Wednesday, September 20, 2006 at 04:36PM The marketing press is abuzz with news of developments in the impending commercialization of MySpace and YouTube.
News Corp’s acquisition of MySpace is not hard to understand, with MySpace growing with a speed and to a size that dwarfs its online community predecessors. Less clear is exactly what long-term vision News Corp. may have for MySpace, and whether they can exploit it to their satisfaction without causing a turnaround in the site’s popularity.
Recently News Corp. introduced big-name banner ads – in Australia the most-seen banner is from ANZ – though this is a low-dollar commercialization of a website and is certainly the tip of MySpace’s commercial iceberg. In August MySpace penned a US$900 million deal with Google for provision of searching and text advertising on MySpace.
(Note that current MySpace pages and searches are littered with sponsored links provided via Overture, a Yahoo company.
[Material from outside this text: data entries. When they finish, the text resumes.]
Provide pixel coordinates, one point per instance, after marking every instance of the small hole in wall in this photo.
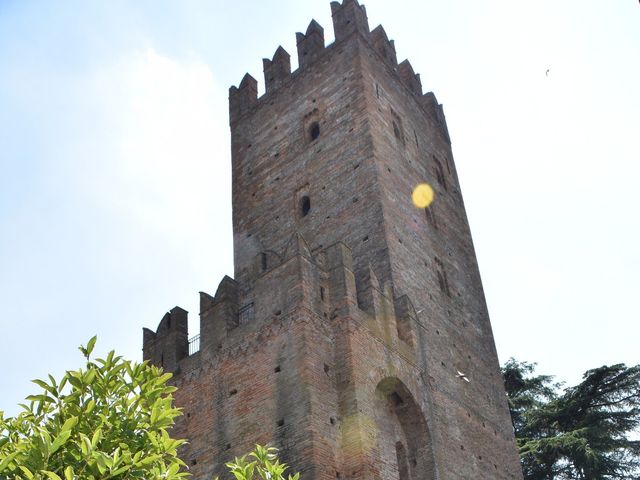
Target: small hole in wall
(314, 131)
(305, 205)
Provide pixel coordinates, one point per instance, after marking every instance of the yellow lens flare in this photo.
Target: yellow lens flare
(422, 195)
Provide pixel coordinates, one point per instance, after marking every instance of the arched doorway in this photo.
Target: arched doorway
(403, 441)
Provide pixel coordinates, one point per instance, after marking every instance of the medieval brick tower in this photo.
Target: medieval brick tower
(355, 335)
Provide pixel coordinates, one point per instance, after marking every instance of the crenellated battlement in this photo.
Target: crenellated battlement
(349, 18)
(385, 47)
(277, 70)
(310, 43)
(323, 283)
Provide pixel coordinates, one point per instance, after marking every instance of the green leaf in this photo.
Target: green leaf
(69, 424)
(26, 472)
(90, 344)
(51, 475)
(59, 441)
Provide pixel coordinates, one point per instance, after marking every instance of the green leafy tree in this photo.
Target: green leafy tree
(582, 432)
(261, 464)
(109, 420)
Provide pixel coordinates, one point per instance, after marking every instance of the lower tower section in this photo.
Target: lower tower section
(355, 337)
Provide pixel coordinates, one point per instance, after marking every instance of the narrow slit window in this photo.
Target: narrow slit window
(314, 131)
(431, 219)
(305, 205)
(403, 465)
(440, 173)
(443, 282)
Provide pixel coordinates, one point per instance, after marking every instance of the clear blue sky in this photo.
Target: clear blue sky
(115, 164)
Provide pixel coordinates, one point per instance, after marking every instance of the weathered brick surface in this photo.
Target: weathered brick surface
(352, 312)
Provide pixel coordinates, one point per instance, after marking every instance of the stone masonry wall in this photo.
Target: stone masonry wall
(355, 335)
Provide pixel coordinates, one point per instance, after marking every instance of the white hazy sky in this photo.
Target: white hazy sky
(115, 166)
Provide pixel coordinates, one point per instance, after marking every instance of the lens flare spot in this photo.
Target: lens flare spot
(422, 195)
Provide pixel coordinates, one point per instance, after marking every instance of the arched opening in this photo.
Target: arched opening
(404, 449)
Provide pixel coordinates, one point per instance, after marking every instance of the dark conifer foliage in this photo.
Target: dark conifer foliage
(584, 432)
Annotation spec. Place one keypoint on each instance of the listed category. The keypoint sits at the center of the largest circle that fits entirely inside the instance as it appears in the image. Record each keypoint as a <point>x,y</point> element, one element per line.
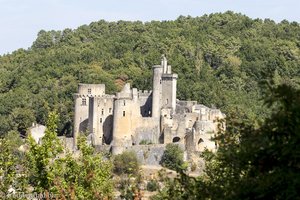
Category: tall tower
<point>156,90</point>
<point>169,86</point>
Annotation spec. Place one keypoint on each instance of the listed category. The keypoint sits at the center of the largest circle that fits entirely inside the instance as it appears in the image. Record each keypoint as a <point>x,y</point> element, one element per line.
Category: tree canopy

The recent developments must suggest this content is outgoing, unless MySpace is encumbered by a deal with Yahoo that will extend that connection in the Australian market.)
This is a partnership that makes sense for News Corp.; with MySpace earning virtually nothing while having tremendous and growing membership, high user involvement and strong user interactivity features, there is much potential. Google reaped over US$6 billion of pay-per-click advertising revenue in 2005, making it clear that search is the current powerhouse for steering traffic and for generating ad revenue. Who better than Google to help exploit the MySpace?
Perhaps a more important question, though: Does News Corp understand social networks and their itinerant nature well enough to avoid sending annoyed MySpace users flocking to the endless other sites that will welcome them? Perhaps, if its partnership with Google is more than a plan to soak MySpace with ads. With some Google-style wisdom, treating audiences kindly with streamlined, high-quality interfaces and functions and without a visual overhead of annoyances and superfluous content, MySpace could become the giant it pretends to be.